Auch Non-Profit-Organisationen gehören zum Klientel der Beratungsfirma. Durch meine langjährige Mitwirkung in verschiedenen sozialen Projekten sind mir die Probleme in diesem Sektor sehr vertraut. Und es macht mir auch persönlich besonders viel Freude, hier mit fachlichen Kenntnisse unterstützen zu können. Eines der von ihr betreuten Berliner Projekte (Patenschaften für KInder psychisch kranker Eltern) schaffte es unter dem Aspekt Nachhaltigkeit 2006 sogar in die Bundesauswahl im Wettbewerb Startsocial.
Aus der Erfahrung Ilona Orthweins im Bereich Außenwirtschaft ergibt sich ein weiteres
Beratungsangebot, das sowohl von ausländischen Investoren als auch von inländischen Unternehmen,
die ihre Geschäftstätigkeit im Ausland erweitern wollen, genutzt wird. Als Beraterin bei KFW und
IBB akkreditiert, kann Frau Orthwein ihren Kunden auf diesem Wege noch zusätzliche Unterstützung
und auf Förderungsmöglichkeiten verweisen.
Seit ihrer Studienzeit setzt sich Ilona Orthwein für die Belange von Frauen ein und bart hier Netzwerke auf. Frauen sind nach wie vor in der Berufswelt benachteiligt und im Unternehmertum unterrepräsentiert. Besonders erschreckend finde ich dabei, dass die Selbständigenquote von Frauen in Deutschland, obschon sie in den letzten Jahren zugenommen hat, europaweit zu den niedrigsten zählt. Die Ursachen dafür sind zweifellos sehr komplex, aber ich frage mich, wie lange es sich dieses Land noch leisten will und kann, das unternehmerische Potenzial von Frauen nicht entsprechend zu nutzen...! Gemeinsam mit anderen selbständigen Frauen entwickelte Ilona Orthwein ihr eigenes
Netzwerkangebot. Mit dem "Unternehmerinnenabend in Berlin" startete sie im Februar 2004 ein offenes
Forum, das Gründerinnen mit erfahrenen Unternehmerinnen zusammenbringt und Branchen übergreifend
vernetzt.
Treffen mit indischen Unternehmerinnen 2005
Das Internet ist meines Erachtens das Medium der Gegenwart und Zukunft. Wir waren darum 2005 das erste regionale Frauennetzwerk, dass seine Mitglieder im Internet öffentlich vorstellte. Als wir bemerkten, welche Reichweite das Internetportal hat, begannen wir es gezielt zu nutzen, um Öffentlichkeitsarbeit für die Unternehmerinnen zu machen. Genau das ist nämlich auch etwas, was für den unternehmerischen Erfolg wichtig ist: nur wer mit seinen Leistungen und Produkten gut wahrgenommen wird, kann auch entsprechende Ergebnisse verbuchen! Unternehmerinnenabend ist inzwischen zu einer überregionalen Plattform gewachsen mit bundesweiter Ausrichtung gewachsen.

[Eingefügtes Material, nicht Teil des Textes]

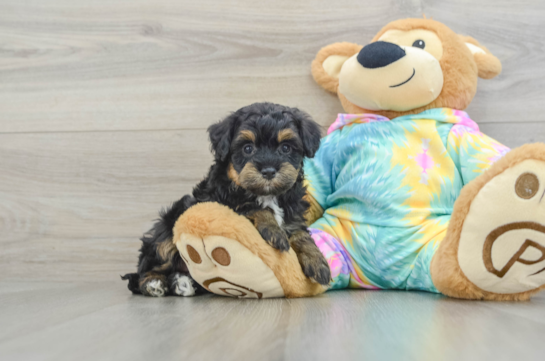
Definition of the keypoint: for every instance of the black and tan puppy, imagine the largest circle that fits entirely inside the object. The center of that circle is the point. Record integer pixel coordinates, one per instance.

Die aktiven Mitglieder engagieren sich, wie Frau Orthwein selbst, immer wieder im Rahmen des
alljährlichen Girls’ Days, des Mädchenzukunftstages.
Girls' Day: Mädchen lernen die Arbeit der Beraterin und einen ihrer Klienten aus einer modernen Hightechbranche kennen
Sollten vielleicht einfach mehr Frauen eine berufliche Selbständigkeit anstreben?